One thing that has struck me as I have been browsing blogs, reviewing links on twitter, and talking to colleagues across different organisations, is that there is a lot of negativity around national clinical audits. Some of this is well founded – some do take too long to report, some are just continuous data collection, some don’t have robust standards. However, there are some criticisms, which I find very hard to accept – the biggest one being that national audits don’t do enough to support local change.
Before you shout at your tablet/computer/phone, let me clarify… I accept that national audits don’t always provide a neat toolkit of change that we as audit facilitators should go away and implement (but some do – for example the tools that are provided by the Prescribing Observatory for Mental Health). National audit don’t always provide an opportunity for staff to meet, discuss and reflect on findings at a national or bench-marked level (but some do – for example the IBD National audit).
The problem comes with a lack of consistency over national audits and what we as local audit staff can expect from them. This can only be rectified by outstanding commissioning processes, an ability to effectively scrutinise these (audit if you like), and change the practice of the national audit providers – in an enforced manner if needs be. Call me naive, but if you called a decorator into your home and asked them to paint the room blue, you wouldn’t accept it and pay if they painted it purple ‘because it’s almost the same colour’. You would expect blue. A transparent and consistent expectation of what the national audits should deliver, and holding them to account for this, is the only way that local audit staff will receive a consistent offer to support them to effect change.
Which takes me back to my first point – some of the negativity is well founded, but actually some of it isn’t! Why should we as local staff be waiting for national audits to provide us with the tools to change practice? Why shouldn’t we be facilitating change ourselves? The recent blog post from CASC re: their “Clinical Audit Summit for Mental Health and Community professionals” noted in the SWOT analysis that “results may not be as high impact as local audit” and that national audit “takes the focus away from local audit”. My question back would be – so what have you (staff working in audit, not CASC!) done about it?

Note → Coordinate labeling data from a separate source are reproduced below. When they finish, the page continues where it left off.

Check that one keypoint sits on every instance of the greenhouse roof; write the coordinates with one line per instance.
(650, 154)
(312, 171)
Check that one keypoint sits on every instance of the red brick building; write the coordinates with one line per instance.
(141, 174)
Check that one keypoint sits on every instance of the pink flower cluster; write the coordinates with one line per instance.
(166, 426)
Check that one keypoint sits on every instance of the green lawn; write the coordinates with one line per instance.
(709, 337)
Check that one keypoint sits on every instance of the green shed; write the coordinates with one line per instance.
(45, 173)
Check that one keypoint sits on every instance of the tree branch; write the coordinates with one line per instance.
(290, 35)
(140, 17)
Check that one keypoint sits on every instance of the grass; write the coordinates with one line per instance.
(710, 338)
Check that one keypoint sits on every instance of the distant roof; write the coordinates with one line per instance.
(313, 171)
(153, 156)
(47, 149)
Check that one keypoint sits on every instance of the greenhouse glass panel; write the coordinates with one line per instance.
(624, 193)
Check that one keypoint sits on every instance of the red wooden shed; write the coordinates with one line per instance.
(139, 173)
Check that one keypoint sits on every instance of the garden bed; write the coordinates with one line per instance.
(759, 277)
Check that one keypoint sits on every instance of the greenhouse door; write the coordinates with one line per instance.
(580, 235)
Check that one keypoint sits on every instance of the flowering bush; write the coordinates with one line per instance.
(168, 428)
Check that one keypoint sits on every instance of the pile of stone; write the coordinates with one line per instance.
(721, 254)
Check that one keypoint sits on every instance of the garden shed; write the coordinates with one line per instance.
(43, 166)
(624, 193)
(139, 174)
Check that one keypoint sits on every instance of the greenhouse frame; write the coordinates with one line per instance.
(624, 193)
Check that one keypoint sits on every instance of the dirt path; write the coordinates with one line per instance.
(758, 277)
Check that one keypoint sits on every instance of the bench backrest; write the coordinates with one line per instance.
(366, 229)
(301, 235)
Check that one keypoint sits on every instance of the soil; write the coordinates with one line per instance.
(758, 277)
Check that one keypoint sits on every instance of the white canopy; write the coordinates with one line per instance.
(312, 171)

We each have a responsibility to drive change – if the results aren’t high impact as local audit, why is that? Is that because they haven’t been given enough support from facilitators? Did they have good clinical engagement from the outset? Was the right clinical lead in place? Did we use improvement tools once we had the findings – such as root cause analysis, five whys, PDSAs? Have we asked those questions (and more) of ourselves and our teams. To paraphrase the words of Ghandi we have to be the change we want to see…
Audits (be they local or national) will never be valued if they don’t deliver improvement. And they won’t deliver improvement if they don’t get to the bottom of what isn’t right about current practice and implement a change to improve this. The national audits have come a long way in the last 5 years, but they still have a way to go. They aren’t going to go away though, so it is up to each of us to work together – through organisations like NQICAN and regional networks, alongside HQIP to commission methodologically sound, consistent projects which we can then act upon the findings of, and deliver the end result of improving care for patients.